„Das Engelsgesicht“ ist ein unterhaltsamer Horrorfilm, der verschiedene klassische Motive des Genres vermischt.
Eli (Ronny Cox) und Caroline MacCleary (Bibi Besch) sind in Mississippi unterwegs, haben jedoch in der Nähe des Kaffs Nioba eine Panne. Als Eli Hilfe holen geht, verlässt Caroline mit dem Hund aus dem Auto – mächtig großer Fehler. Irgendetwas verhackstückt den Köter und vergewaltigt Caroline. Damit fängt der Film reichlich krude an, auch wenn die Szenen im dunklen Tannenwald doch für ein bisschen Gänsehaut sorgen.
17 Jahre später: Michael (Paul Clemens) ist das Ergebnis jener Nacht, aber trotzdem der Stolz seiner Eltern. Doch er liegt mit einer unbekannten Störung im Krankenhaus und die Ärzte sind ratlos. Eli und Caroline reisen nach Nioba, um dort nach Antworten zu suchen. Allerdings erweisen sich die Einwohner als alles andere als gesprächsfreudig, doch sie recherchieren erbittert weiter. Natürlich ahnt jeder halbwegs erfahrene Zuschauer, dass da was im Busch ist, aber wie bei derartigen Filmen liegt die Spannung in der Lösung des Rätsels.
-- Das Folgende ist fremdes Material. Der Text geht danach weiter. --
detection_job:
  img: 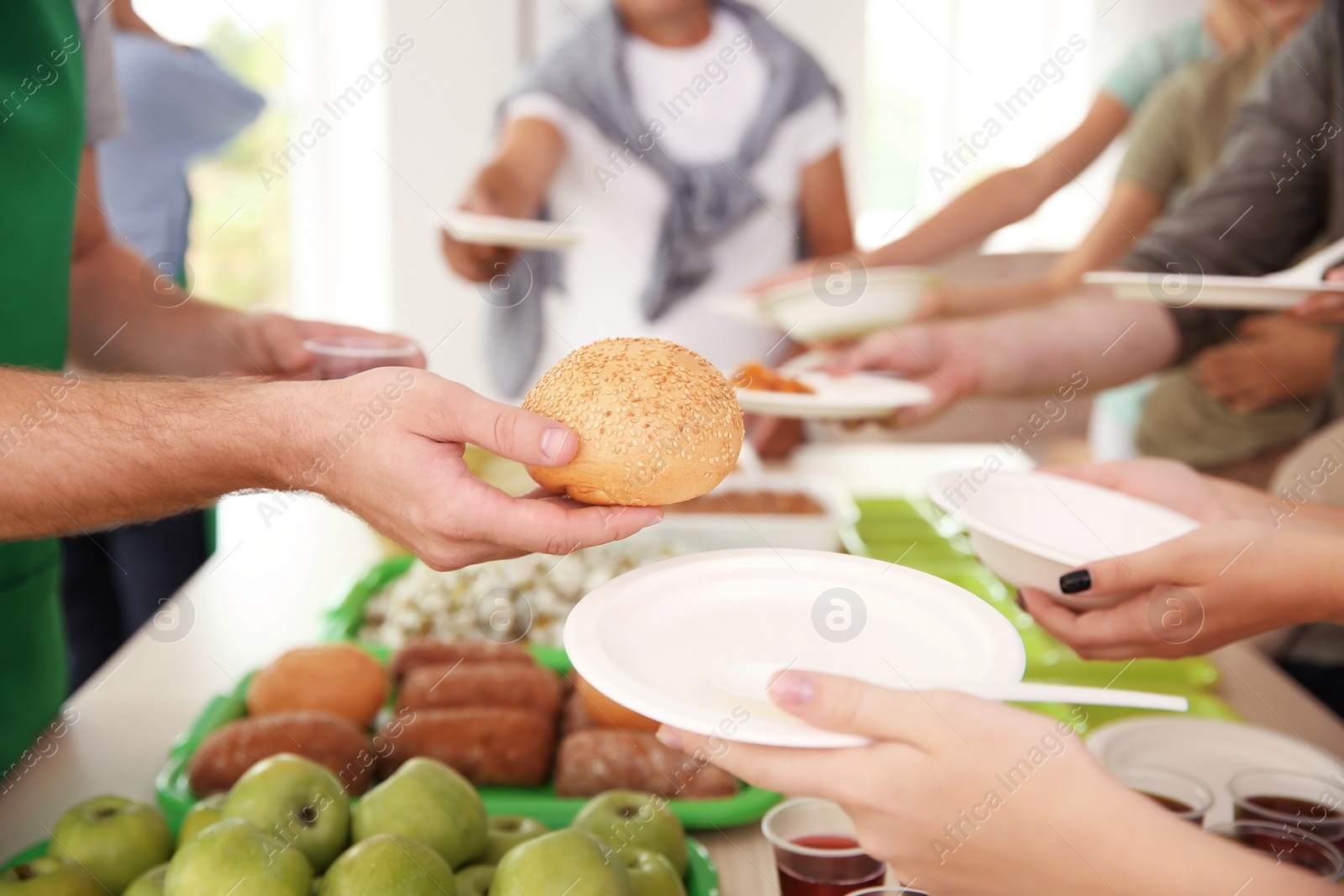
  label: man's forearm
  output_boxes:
[70,239,257,376]
[0,368,297,540]
[968,296,1178,395]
Michael reist seinen Eltern nach und seltsamerweise hat sein Aufenthalt eine heilende Wirkung. Doch die MacClearys stoßen auf einige seltsame Dinge bei ihren Ermittlungen, die ihnen zu denken geben: Was haben ein Jahre alter, grausamer Mordfall, Skelette im Moor und Michaels Krankheit miteinander zu tun?
Es ist zwar jedem Zuschauer klar, dass Michaels biologischer Papi oder zumindest dessen Erbgut eine wichtige Rolle in der ganzen Story spielen, doch „Das Engelsgesicht“ schlägt seinen Spannungsbogen mit einem simplen Trick: Es kommen immer mehr seltsame Vorkommnisse in der Gegenwart und der Vergangenheit ans Licht und erst am Ende wird erklärt, wie dies alles zusammenhängt. Doch trotz der vielseitigen Vorkommnisse wirkt der Film nie überladen und auch die Auflösung macht fast komplett Sinn. Lediglich die Erklärung, wie das übernatürliche Element (Stichwort: Zikaden) in die ganze Sache passt, bleibt der Film einem schuldig, auch wenn es immerhin angedeutet wird.
Ansonsten ist die Stimmung recht düster, auch wenn die Optik teilweise übertrieben trist daherkommt. Die Vermischung vieler bekannter Horrorelemente (die Kleinstadt mit dem düsteren Geheimnis, die Moorleichen, Besessenheit usw.) formt hierbei etwas interessantes Neues, weshalb der Film auch ziemlich spannend ist. Die Subplots (Michaels Love Interest, die Beziehung Michaels zu seinen Eltern usw.) sind ganz ordentlich erzählt, auch wenn ihnen im Vergleich zum Haupthandlungsstrang doch irgendwie der Pep fehlt. Doch der Film ist recht spannend erzählt und vermeidet auch Längen, weshalb man über die Story an sich kaum motzen kann.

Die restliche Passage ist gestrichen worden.